Y es que la muerte del no nacido es un acto de lesa humanidad, y clama justicia contra la muerte del inocente. Pues ¿acaso hay algo más inocente y desvalido que un niño en gestación? ¿Acaso la profanación del seno materno por los garfios del matarife, allí donde nace y se hace toda vida humana, merece ahora mayor comprensión que los sacrificios de antaño, cuando los niños griegos o romanos eran despeñados por nacer con algún defecto? ¿O es que el embrión que se destruye no tiene vida, y los restos que se arrojan a la trituradora aséptica de la clínica abortista no son otra cosa que desperdicios inertes? ¿No hay germen o rastro de vida en el origen natural de la vida humana?
No hay discusión posible a este respecto. El feto que crece y se desarrolla en el claustro materno tiene vida, es la vida que llega, es un ser vivo que quiere nacer, y desde el momento mismo de la concepción, cuando el óvulo femenino es fecundado por el espermatozoide masculino, ya tiene un alma inmortal, ya es una nueva e irrepetible criatura de Dios. Así lo canta el salmista: “En el vientre materno ya me apoyaba en ti, en el seno tú me sostenías, siempre he confiado en ti” (Sal 71, 6). ¿Cómo es posible entonces tanta crueldad y tanto desdén por el ser vivo que crece y se desarrolla en el seno de la madre?
silenciar la palabra asesinato
A veces, preguntas complicadas como esta tienen respuestas sencillas. Parece ser que todo es cuestión de nomenclatura, de pura semántica para iniciados en las banalidades de la vida. Desde los más puros enfoques del relativismo moral, desde el “laboratorio especializado en evitar que a las cosas se las llame por su nombre”, se dora la píldora del acto más repugnante que practica nuestra sociedad del bienestar, y a la muerte del feto, al asesinato alevoso de un ser vivo con derecho a nacer y ser amado, se le denomina “interrupción voluntaria del embarazo” (IVE).
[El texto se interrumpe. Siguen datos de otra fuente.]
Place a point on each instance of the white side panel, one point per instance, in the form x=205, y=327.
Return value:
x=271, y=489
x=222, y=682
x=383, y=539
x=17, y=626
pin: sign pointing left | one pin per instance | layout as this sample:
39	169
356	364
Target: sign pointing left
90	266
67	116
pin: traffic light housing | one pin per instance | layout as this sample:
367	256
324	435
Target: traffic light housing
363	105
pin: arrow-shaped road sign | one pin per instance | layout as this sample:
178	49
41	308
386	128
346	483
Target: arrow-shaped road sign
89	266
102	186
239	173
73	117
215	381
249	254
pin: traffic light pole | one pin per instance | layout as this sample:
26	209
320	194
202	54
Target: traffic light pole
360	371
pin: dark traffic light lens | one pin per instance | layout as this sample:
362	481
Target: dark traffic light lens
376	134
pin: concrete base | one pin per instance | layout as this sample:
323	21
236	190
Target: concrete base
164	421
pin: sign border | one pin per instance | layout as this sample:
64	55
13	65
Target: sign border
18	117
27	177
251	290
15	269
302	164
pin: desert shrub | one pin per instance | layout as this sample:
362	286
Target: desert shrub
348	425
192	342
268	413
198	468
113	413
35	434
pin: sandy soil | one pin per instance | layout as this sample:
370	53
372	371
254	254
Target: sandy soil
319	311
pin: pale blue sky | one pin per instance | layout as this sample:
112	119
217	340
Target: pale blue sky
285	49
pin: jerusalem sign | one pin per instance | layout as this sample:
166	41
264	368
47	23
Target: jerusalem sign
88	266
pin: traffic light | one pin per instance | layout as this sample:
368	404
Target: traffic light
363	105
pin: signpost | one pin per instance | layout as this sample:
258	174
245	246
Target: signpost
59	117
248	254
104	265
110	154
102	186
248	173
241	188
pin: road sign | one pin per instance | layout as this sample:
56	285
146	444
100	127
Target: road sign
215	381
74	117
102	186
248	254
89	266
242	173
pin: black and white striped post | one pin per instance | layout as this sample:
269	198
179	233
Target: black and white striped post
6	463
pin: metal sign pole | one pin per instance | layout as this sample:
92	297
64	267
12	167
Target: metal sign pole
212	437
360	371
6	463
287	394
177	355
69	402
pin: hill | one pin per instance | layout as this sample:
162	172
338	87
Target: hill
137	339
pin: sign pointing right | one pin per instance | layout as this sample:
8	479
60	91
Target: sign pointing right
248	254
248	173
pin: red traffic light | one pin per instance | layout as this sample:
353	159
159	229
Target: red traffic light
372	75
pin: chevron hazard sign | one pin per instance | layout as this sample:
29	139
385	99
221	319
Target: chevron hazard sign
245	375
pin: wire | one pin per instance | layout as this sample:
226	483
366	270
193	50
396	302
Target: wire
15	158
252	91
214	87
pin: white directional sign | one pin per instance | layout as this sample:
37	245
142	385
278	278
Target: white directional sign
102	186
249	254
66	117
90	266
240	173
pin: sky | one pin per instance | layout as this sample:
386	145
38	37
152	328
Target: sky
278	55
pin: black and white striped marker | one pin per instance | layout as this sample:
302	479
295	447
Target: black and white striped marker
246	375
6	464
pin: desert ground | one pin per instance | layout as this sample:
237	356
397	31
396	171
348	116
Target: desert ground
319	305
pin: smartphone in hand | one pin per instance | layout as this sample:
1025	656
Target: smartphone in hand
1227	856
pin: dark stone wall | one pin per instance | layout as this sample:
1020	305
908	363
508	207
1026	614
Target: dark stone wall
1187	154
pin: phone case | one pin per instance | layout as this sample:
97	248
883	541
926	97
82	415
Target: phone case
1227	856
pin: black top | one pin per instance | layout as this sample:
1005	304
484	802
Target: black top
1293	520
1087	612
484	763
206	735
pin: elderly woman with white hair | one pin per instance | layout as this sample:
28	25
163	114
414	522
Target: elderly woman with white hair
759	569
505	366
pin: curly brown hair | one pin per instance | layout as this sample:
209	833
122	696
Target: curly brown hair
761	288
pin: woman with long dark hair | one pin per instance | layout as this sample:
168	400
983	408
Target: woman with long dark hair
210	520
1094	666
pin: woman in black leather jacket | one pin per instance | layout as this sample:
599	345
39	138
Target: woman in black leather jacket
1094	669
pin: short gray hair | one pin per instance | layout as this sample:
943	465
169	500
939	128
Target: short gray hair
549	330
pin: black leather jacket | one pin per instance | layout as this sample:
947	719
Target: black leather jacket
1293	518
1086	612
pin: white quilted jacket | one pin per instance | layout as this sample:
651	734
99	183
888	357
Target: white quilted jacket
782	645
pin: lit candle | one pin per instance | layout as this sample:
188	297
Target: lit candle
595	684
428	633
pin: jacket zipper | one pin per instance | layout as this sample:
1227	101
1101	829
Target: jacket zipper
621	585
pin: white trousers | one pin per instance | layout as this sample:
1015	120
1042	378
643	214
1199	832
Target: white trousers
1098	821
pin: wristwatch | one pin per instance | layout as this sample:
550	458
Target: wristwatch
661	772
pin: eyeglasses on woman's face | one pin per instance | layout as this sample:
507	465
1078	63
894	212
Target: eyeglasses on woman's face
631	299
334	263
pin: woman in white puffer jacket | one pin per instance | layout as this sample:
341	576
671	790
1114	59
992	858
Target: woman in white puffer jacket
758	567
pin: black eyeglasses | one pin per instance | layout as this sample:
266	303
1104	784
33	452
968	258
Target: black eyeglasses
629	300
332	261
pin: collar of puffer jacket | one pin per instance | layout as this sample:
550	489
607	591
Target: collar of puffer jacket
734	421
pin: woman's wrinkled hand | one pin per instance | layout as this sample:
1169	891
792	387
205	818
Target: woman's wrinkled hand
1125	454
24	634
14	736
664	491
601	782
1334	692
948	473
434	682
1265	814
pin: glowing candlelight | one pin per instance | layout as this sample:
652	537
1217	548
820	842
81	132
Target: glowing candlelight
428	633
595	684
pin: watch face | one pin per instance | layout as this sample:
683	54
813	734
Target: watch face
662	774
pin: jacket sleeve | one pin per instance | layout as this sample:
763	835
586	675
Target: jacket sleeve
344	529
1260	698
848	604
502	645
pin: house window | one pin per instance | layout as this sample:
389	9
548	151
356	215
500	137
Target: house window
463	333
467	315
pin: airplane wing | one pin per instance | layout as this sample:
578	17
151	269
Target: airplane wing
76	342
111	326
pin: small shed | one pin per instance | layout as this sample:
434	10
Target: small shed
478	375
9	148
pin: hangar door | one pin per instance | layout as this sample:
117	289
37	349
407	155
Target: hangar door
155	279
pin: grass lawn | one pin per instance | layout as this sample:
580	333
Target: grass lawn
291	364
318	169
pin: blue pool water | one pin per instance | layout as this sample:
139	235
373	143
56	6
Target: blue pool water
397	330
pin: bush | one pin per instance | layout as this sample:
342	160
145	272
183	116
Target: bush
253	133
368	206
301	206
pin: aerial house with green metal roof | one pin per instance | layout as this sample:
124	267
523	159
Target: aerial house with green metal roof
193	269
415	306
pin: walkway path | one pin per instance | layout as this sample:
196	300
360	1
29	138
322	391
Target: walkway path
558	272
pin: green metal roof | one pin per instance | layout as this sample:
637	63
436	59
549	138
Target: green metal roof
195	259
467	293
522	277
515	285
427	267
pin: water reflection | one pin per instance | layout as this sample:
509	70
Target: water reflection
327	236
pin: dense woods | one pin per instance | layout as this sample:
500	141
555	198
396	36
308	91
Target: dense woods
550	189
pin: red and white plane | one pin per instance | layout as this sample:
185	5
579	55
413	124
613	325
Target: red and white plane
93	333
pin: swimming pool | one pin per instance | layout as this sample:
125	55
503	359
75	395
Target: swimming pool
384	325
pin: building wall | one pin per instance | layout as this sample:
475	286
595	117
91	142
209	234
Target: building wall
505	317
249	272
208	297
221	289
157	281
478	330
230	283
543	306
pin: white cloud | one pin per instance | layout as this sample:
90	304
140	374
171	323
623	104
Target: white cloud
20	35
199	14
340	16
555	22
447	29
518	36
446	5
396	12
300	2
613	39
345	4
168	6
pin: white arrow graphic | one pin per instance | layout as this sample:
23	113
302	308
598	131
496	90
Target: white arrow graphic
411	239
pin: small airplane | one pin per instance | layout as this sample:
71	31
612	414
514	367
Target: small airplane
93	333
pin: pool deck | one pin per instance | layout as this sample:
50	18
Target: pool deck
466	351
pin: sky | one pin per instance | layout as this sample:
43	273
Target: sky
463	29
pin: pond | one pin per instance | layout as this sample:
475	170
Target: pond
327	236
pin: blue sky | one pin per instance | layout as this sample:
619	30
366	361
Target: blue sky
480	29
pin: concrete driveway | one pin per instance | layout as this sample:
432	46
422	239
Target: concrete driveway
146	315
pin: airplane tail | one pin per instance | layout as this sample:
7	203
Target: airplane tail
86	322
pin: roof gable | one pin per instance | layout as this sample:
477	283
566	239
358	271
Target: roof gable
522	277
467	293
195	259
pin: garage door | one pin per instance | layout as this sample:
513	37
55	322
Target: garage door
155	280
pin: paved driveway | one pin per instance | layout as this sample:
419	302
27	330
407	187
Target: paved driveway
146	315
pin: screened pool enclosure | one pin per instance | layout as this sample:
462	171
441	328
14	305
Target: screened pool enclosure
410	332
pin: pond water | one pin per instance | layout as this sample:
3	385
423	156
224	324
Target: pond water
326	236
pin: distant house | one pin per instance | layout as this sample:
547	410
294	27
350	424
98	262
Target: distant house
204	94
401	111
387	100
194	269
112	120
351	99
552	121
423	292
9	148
Es decir, que ni el legislador que promulga la ley, ni el juez que la sanciona, ni la madre que decide abortar, ni las organizaciones internacionales que lo propugnan, ni los simples defensores del aborto, ninguna de esas personas, quiere matar al niño. ¡Cómo podría decirse tal atrocidad! ¡Nada de eso! Solo pretenden interrumpir el embarazo, pues eso significa la palabra, “hacer que una cosa empezada pero no acabada no continúe definitivamente o por un tiempo limitado”. ¡Claro, eso es otra cosa! Así ya se puede abortar. No hay muerte, solo interrupción del embarazo. Es un acto tan sencillo como apagar la luz. No duele.
Y es que en estos nuevos tiempos de la impostura moral, resulta imprescindible ser cautos y precavidos con los vocablos para que la gente no se asuste, y entonces se recurre a la gramática. La figura elegida en este caso es el eufemismo, que consiste en “elegir una palabra o expresión más suave y decorosa con que se sustituye a otra considerada tabú, de mal gusto, grosera, o demasiado franca”. ¿Y cuál es esa palabra “tabú, de mal gusto, o demasiado franca” que se quiere sustituir? Es la palabra “muerte”, pues nadie en su sano juicio puede pretender matar al niño. Si el aborto matara, sería más difícil explicarlo ante la sociedad. Se intentó decir que el feto no era un ser vivo, que el feto era “otra cosa”, como dijo de modo inconsciente la ministra Bibiana Aído, pero científicamente eso no cuela. Lo más sencillo es cambiarle el nombre. Y funciona. “Ojos que no ven, corazón que no siente”, y “no hay mejor ciego, que el que no quiere ver”.
Desgraciadamente la semántica no es capaz de “interrumpir la realidad”, solo la disfraza y la entretiene. El aborto mata, total y absolutamente. La ley que lo despenaliza es una “pena de muerte” para el feto, para el que no se cumple su abolición constitucional, y se incumple la Ley eterna de Dios que se nos dio en tablas de piedra; esa ley no escrita de la naturaleza que siempre desea el triunfo de la vida, y la propia ley positiva que nos hemos dado los españoles, diga lo diga el Tribunal Constitucional.